Quando as abelhas acordaram no dia seguinte, os testes de memória podiam começar. Será que as abelhas, com os lembretes da noite de sono, memorizaram sua resposta condicionada – mostrar a probóscide – por mais tempo do que as que não tinham?
Sim, mas apenas quando o odor e o calor foram apresentados no estágio de sono profundo, exatamente como esperávamos para uma memória reforçada pelo sono em humanos. Apresentar o odor e o calor durante outros estágios mais leves de sono não oferecia nenhuma vantagem na retenção da memória.
Embora seus corpos possam estar inativos durante o sono profundo, os cérebros de abelhas não parecem estar. As atividades do dia anterior são reativadas, estabilizando as memórias frágeis e convertendo-as em uma forma mais permanente que pode ser acessada no dia seguinte – ou talvez ainda mais no futuro.
“É um estudo muito bem conduzido em relação à memória”, diz Klein. Mas ele tem algumas ressalvas: “Se os resultados se relacionam com o sono profundo é discutível”. Nenhum estudo demonstrou ainda claramente os estágios ou a profundidade do sono em insetos, diz ele. São apenas sugestões promissoras.
Com a possibilidade de reativação da memória nas cabeças sonolentas das abelhas, o trabalho de Menzel levanta a questão de se as abelhas sonham. Nos seres humanos, os sonhos eram considerados um fenômeno do sono REM, limitando assim a possibilidade de sonhar para mamíferos, pássaros e, mais recentemente, répteis; grupos de animais que exibem fases semelhantes de flutuação dos olhos durante o sono.

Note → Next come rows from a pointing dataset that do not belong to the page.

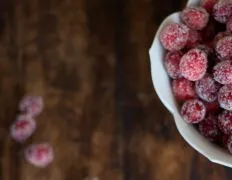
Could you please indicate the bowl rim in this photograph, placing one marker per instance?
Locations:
(188, 132)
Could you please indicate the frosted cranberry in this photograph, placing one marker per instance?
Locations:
(229, 25)
(195, 17)
(32, 105)
(172, 64)
(22, 128)
(209, 31)
(212, 107)
(209, 128)
(207, 88)
(193, 39)
(225, 97)
(39, 155)
(222, 10)
(193, 111)
(183, 89)
(222, 72)
(208, 4)
(225, 122)
(174, 36)
(224, 48)
(219, 36)
(193, 64)
(229, 144)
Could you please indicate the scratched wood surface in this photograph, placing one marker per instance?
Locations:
(89, 60)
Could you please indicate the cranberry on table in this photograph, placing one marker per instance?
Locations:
(172, 64)
(229, 25)
(224, 48)
(39, 155)
(174, 36)
(209, 128)
(183, 89)
(193, 64)
(32, 105)
(207, 88)
(195, 17)
(193, 111)
(229, 144)
(225, 97)
(222, 10)
(22, 128)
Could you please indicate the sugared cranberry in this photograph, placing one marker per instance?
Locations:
(195, 17)
(193, 39)
(222, 72)
(212, 107)
(225, 97)
(222, 10)
(208, 4)
(22, 128)
(219, 36)
(224, 48)
(193, 64)
(225, 122)
(209, 128)
(193, 111)
(172, 64)
(183, 89)
(39, 155)
(32, 105)
(174, 36)
(207, 88)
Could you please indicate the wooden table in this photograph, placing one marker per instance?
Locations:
(89, 60)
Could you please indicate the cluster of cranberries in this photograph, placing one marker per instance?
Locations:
(199, 61)
(41, 154)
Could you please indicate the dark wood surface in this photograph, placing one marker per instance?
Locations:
(89, 60)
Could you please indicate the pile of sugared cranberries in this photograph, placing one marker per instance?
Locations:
(198, 59)
(40, 155)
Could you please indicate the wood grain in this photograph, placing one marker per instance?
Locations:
(89, 60)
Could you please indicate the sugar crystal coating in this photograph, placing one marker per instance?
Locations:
(32, 105)
(225, 97)
(193, 39)
(207, 88)
(209, 128)
(22, 128)
(193, 111)
(208, 4)
(225, 122)
(183, 89)
(172, 64)
(212, 107)
(222, 10)
(195, 17)
(222, 72)
(193, 64)
(174, 36)
(39, 155)
(219, 36)
(224, 48)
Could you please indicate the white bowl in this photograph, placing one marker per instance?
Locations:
(162, 86)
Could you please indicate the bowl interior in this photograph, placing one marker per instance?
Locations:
(163, 89)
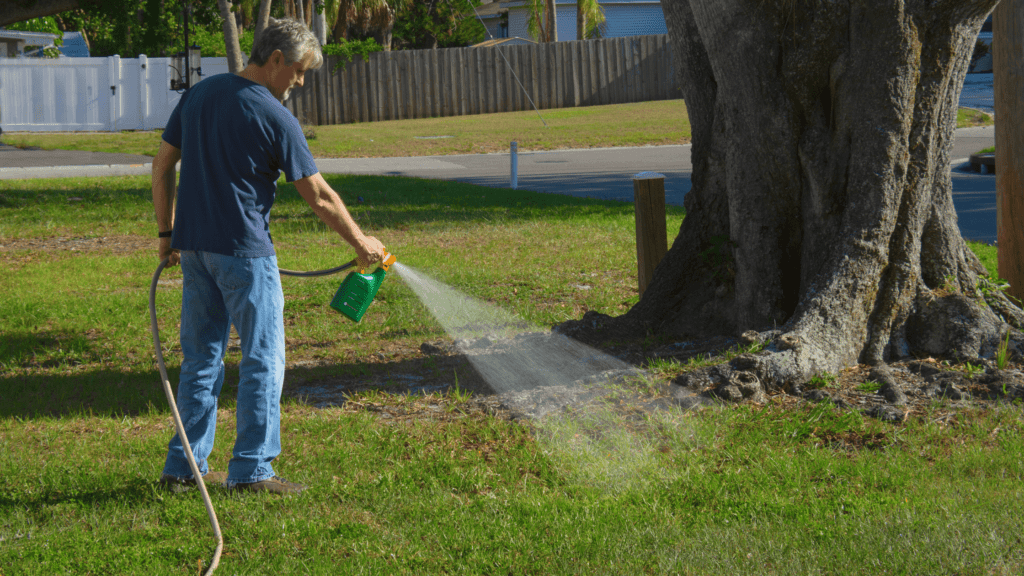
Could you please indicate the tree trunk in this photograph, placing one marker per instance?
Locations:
(1008, 65)
(581, 21)
(551, 22)
(263, 19)
(341, 25)
(230, 37)
(320, 25)
(821, 212)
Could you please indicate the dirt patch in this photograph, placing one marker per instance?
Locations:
(907, 388)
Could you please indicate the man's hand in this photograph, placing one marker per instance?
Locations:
(370, 251)
(173, 257)
(328, 206)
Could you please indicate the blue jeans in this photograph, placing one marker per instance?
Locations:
(219, 291)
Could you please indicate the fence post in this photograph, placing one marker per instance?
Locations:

Mas não é o caso. Nas últimas décadas, estudos revelaram que o sonho também pode ocorrer durante o sono de ondas lentas, o análogo do sono profundo das abelhas.
Quando acordados do sono de ondas lentas, as pessoas frequentemente se lembram de sonhos não narrativos básicos, como uma casa, rostos ou um animal de estimação. “Portanto, se as abelhas sonham, seria um sonho muito básico”, diz Zwaka. “Um odor especial, por exemplo. Ou uma cor de flores, como amarelo ou azul.”
O poço mágico da biologia das abelhas ainda está longe de estar vazio.
Fontes: BBC; Planeta dos Animais; Hype Science.